これはなんと「今どきのアングラ芝居」なのだ。今頃アングラなんてと言われそうだけど、今頃だから凄いとも言える。20代の若い集団が何をトチ狂ったか、こんな芝居を本気で作る。ここで大事なことは彼らが本気だ、ということである。面白半分だとか、なんとなくだとか、たまたまだとか。そんなのじゃない。筋金入りの「今どきのアングラ」街道まっしぐら。女の子たちのパンチラを売りにするとかいうところの、したたかさも含めて、こいつら只ものではない、と思わせる。
こむつかしいことをグダグダいうわけではない。でも、なんだか理屈っぽい。お話はよくわからないけど、気にすることはないだろう。唐十郎の芝居はいつもそうだった。勢いだけで勝負する。だから、この芝居のお話だってこれでいい。「1963年 もはや戦後ではない」なんていう芝居のリードもいい。女の子たちが右往左往するだけの芝居なのに、アングラ。「白塗り」とか、なんと「緑塗り」なんてのまでが登場する。なにがなんだか。おぞましいわけではない。まがまがしいわけでもない。ポールダンスとか、鞭打ちとか、性的な過激な描写も織り込まれる。だけどいやらしいとは思わない。女学校を舞台にして、彼女たちの生態や、彼女たちの求めるものが描かれる。63年という時代が何を意味するのかは見ていてあまりよくはわからないけど、60年代の気分を背景にして、「破壊と再生」のくりかえしを描こうとしたのだ、と言われたらなるほど、ととりあえずは納得できる。でも、明確なお話を展開しようというわけではなさそうなのだ。

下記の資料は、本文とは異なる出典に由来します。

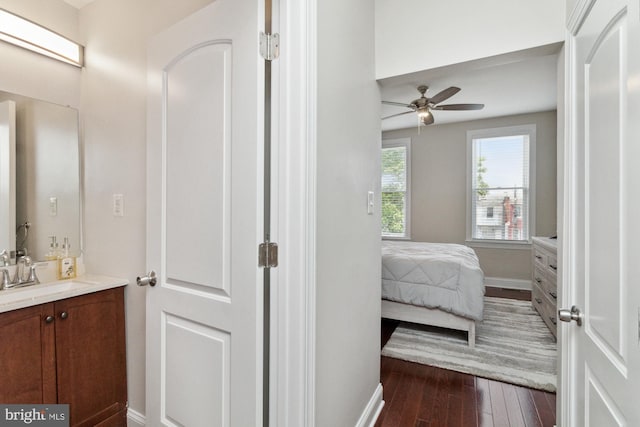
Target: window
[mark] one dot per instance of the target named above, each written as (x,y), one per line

時代の気分を体感し、そこから今の時代を撃つ。この先に待ち受けるのは70年代の狂騒ではなく、これが2022年の現実につながるなら面白い。そのためのあと少し「何か」が欲しい。確かに葉兜ハルカが少女たちを通して描く狂乱の世界を堪能したのだけど、もう少し明確な方向性があればよかった。